OCTAVO DÍA | Por Julián López Amozurrutia |

La reflexión del Cardenal Parolin sobre la migración en nuestro país constató los hechos, con una mirada de pastor. «Cada día nos llegan nuevas noticias del ingente número de personas que en el mundo deben salir de su tierra entre situaciones lacerantes de sufrimiento y dolor. Las causas son siempre las mismas: la violación de los derechos humanos más elementales, la violencia, la falta de seguridad, las guerras, el desempleo y la miseria. ¡Cuánta violencia política, económica y social en nuestro mundo! Intentando llegar a una tierra de promisión en la que sea posible una vida digna, miles de personas deben pasar hambre, humillaciones, vejaciones en su dignidad, a veces hasta torturas y, algunos, morirán solos entre la indiferencia de muchos. Atónitos, contemplamos en pleno siglo XXI a las víctimas de la trata humana, a los que son obligados a trabajar en condiciones de semi-esclavitud, a los que son abusados sexualmente, a los que caen en las redes de bandas criminales que operan a nivel transnacional y que a veces cuentan con impunidad a causa de la corrupción y ciertas connivencias».

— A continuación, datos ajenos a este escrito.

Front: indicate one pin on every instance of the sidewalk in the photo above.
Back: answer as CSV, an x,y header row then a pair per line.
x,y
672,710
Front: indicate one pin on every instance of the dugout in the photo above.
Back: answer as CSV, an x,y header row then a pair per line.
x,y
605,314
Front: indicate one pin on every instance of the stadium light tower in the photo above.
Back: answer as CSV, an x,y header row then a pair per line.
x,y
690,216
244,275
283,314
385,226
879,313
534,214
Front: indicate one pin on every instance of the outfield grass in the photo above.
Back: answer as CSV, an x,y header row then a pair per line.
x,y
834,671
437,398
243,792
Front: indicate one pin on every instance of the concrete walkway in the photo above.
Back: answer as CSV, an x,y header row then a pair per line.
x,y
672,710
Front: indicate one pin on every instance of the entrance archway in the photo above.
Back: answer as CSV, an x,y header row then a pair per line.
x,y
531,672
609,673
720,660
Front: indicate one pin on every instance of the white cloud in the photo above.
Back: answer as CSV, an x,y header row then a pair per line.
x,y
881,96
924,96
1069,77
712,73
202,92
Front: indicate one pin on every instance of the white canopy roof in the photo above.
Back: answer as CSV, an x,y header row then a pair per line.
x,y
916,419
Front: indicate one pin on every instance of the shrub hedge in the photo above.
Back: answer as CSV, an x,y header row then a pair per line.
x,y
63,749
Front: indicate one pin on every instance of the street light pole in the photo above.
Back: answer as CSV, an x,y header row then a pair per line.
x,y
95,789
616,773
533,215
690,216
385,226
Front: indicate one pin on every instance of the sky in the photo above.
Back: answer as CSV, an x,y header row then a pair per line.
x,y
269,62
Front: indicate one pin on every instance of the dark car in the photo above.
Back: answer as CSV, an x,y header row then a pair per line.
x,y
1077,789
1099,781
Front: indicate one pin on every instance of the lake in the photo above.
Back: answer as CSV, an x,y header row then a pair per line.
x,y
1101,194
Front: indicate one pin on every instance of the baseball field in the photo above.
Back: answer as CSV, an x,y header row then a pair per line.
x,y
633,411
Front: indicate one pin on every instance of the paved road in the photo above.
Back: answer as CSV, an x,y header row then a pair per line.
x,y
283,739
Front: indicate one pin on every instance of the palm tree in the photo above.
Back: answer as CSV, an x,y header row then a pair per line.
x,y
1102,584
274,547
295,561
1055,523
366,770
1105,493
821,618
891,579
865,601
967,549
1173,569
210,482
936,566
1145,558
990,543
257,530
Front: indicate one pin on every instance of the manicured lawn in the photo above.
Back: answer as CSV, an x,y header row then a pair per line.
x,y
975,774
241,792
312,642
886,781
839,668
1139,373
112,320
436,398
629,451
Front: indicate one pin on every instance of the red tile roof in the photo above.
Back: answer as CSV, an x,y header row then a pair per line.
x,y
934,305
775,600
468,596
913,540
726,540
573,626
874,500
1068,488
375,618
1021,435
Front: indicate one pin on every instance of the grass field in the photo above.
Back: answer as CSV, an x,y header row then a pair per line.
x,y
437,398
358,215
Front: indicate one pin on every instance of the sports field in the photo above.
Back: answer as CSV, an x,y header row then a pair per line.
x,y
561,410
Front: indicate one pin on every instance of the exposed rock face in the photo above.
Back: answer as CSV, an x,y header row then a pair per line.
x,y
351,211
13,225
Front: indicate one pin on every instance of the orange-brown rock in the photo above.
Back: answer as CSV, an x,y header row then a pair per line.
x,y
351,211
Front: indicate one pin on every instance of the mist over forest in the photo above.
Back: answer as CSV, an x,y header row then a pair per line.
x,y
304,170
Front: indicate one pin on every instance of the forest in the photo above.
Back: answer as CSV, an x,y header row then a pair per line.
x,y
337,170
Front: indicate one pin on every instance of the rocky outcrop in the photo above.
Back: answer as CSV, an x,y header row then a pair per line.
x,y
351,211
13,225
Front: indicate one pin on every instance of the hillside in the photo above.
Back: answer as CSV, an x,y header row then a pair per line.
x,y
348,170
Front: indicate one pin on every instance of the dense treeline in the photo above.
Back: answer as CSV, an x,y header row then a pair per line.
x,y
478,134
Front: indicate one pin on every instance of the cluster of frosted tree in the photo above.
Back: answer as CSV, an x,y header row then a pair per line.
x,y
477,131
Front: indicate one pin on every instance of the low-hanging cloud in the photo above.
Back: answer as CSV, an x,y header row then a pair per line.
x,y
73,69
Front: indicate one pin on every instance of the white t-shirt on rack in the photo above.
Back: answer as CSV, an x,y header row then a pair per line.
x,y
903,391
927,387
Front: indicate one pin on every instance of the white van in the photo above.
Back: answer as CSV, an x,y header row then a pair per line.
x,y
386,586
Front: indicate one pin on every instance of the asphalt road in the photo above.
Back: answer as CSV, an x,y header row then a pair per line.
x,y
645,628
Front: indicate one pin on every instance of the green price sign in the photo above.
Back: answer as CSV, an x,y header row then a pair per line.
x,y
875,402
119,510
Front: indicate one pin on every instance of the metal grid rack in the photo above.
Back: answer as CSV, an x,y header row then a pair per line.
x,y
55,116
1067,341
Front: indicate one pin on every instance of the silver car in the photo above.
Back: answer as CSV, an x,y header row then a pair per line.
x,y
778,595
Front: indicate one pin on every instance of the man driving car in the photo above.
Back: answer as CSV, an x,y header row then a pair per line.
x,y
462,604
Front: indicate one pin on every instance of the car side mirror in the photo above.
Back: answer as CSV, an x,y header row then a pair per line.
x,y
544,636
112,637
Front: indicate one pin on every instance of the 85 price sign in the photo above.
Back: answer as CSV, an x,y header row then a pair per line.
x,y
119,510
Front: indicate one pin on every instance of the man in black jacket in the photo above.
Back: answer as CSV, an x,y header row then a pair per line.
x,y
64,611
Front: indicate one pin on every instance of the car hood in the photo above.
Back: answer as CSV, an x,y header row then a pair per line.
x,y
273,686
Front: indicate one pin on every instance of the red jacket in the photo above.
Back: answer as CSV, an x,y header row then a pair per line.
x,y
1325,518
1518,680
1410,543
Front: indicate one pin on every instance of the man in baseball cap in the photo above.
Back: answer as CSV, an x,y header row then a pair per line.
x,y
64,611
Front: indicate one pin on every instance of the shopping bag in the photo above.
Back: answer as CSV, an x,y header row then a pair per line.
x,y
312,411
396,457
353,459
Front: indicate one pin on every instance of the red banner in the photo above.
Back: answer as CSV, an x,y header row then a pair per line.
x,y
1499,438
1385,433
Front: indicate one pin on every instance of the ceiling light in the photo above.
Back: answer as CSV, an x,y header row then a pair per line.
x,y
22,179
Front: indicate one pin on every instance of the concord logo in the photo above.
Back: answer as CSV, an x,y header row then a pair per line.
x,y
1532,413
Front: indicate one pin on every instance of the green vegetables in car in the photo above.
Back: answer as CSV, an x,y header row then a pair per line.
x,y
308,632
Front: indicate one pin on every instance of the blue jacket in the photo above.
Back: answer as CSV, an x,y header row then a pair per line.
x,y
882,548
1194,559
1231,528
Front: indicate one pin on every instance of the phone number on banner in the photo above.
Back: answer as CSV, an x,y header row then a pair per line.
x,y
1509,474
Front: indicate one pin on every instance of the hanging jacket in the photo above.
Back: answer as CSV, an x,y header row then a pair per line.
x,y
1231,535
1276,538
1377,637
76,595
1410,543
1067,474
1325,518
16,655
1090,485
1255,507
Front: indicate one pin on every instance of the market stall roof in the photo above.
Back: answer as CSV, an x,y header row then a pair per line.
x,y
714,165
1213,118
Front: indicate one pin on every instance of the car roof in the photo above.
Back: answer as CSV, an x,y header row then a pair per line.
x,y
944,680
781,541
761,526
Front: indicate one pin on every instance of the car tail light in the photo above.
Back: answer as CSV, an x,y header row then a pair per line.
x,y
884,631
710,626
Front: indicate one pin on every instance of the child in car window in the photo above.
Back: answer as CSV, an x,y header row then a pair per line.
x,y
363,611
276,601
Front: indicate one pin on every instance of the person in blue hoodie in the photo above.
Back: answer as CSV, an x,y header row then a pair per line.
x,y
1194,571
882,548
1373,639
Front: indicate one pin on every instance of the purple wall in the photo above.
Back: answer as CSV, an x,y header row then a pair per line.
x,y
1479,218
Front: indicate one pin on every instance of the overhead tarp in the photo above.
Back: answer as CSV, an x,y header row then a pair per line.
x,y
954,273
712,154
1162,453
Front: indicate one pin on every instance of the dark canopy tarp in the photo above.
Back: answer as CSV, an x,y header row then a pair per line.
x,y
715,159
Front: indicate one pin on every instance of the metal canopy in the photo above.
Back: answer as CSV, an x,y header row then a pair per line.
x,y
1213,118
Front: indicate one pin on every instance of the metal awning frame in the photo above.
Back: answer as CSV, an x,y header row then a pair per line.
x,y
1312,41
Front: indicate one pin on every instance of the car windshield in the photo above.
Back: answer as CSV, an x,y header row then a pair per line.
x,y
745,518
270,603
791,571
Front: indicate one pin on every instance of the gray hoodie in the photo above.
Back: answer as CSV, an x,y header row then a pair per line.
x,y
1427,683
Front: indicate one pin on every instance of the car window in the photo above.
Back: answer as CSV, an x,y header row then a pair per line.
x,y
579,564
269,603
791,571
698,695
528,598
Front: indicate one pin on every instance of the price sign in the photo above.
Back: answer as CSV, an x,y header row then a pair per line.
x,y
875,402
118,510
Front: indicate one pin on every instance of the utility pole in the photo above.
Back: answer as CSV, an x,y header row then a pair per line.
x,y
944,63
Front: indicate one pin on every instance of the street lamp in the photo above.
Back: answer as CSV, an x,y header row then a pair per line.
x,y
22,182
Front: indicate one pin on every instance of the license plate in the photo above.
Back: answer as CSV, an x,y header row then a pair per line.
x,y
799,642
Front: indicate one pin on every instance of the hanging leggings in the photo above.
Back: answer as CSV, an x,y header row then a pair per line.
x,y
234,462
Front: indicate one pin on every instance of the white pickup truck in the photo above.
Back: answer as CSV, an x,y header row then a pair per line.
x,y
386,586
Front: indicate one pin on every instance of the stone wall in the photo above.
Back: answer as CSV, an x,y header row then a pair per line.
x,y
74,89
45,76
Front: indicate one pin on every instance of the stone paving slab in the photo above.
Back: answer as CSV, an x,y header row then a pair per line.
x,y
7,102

Tras esta constatación, se asomó a una consideración que valora la migración en la perspectiva del desarrollo y de la madurez cultural. «Las naciones, especialmente aquellas más avanzadas desde el punto de vista económico y social, deben su desarrollo en gran parte a los emigrantes. Ello es así porque el progreso está muy ligado al factor humano, a la cultura, a la inventiva, al trabajo, a las condiciones sociales y familiares». Y enseguida: «Aquellas sociedades en las que los emigrantes legales no son acogidos abiertamente, sino que son tratados con prejuicios, como sujetos peligrosos o dañinos, demuestran ser muy débiles y poco preparadas para los retos de los decenios venideros. Por el contrario, aquellos países que saben ver a los recién llegados como elementos generadores de riqueza ante todo humana y cultural y, por tanto, que saben acogerlos debidamente; aquellas sociedades que hacen los pertinentes esfuerzos por integrar a los emigrantes, dan un mensaje inequívoco a la entera comunidad internacional de solidez y garantía que, en sí, generan aún un mayor progreso».

No hay ninguna ingenuidad en este planteamiento, pues se reconoce que el fenómeno es enormemente complejo, y reclama tanto una responsabilidad de los individuos como de los estados. «Por un lado el emigrante tiene el deber de integrarse en el país que lo acoge, respetando sus leyes y la identidad nacional. Por otro lado el Estado tiene también el deber de defender las propias fronteras, sin olvidar en ningún caso el respeto de los derechos y el deber de la solidaridad». Por ello «es evidente que el fenómeno de la migración no puede ser resuelto únicamente con medidas legislativas o adoptando políticas públicas, por buenas que sean, y mucho menos únicamente con las fuerzas de seguridad y del orden. La solución del problema migratorio pasa por una conversión cultural y social en profundidad que permita pasar de la ‘cultura de la cerrazón’ a una ‘cultura de la acogida y el encuentro'».

Esto requiere colaboración en todos los niveles, estrategias comunes. Y aquí se asoma una perspectiva audaz, que reconoce a la política su vocación más noble. «La política es el arte de lo posible. Hagamos posible lo que parecía imposible. Seamos ambiciosos al plantearnos los retos. No nos desanimemos por aquello que no son sino aparentes fracasos».

Su conclusión vuelve a mirar a la persona, en el espíritu más característico de Juan Pablo II. «El emigrante no es simplemente alguien a quien hay que respetar según las normas establecidas por la ley, sino una persona cuya presencia interpela y cuyas necesidades se transforman en compromisos». Un hermano. Una oportunidad de encuentro. En la fe, un representante del Señor.

Publicado en el blog Octavo Día, de El Universal (www. eluniversal.com.mx), el 8 de agosto de 2014. Reproducido con autorización del autor: padre Julián López Amozorrutia.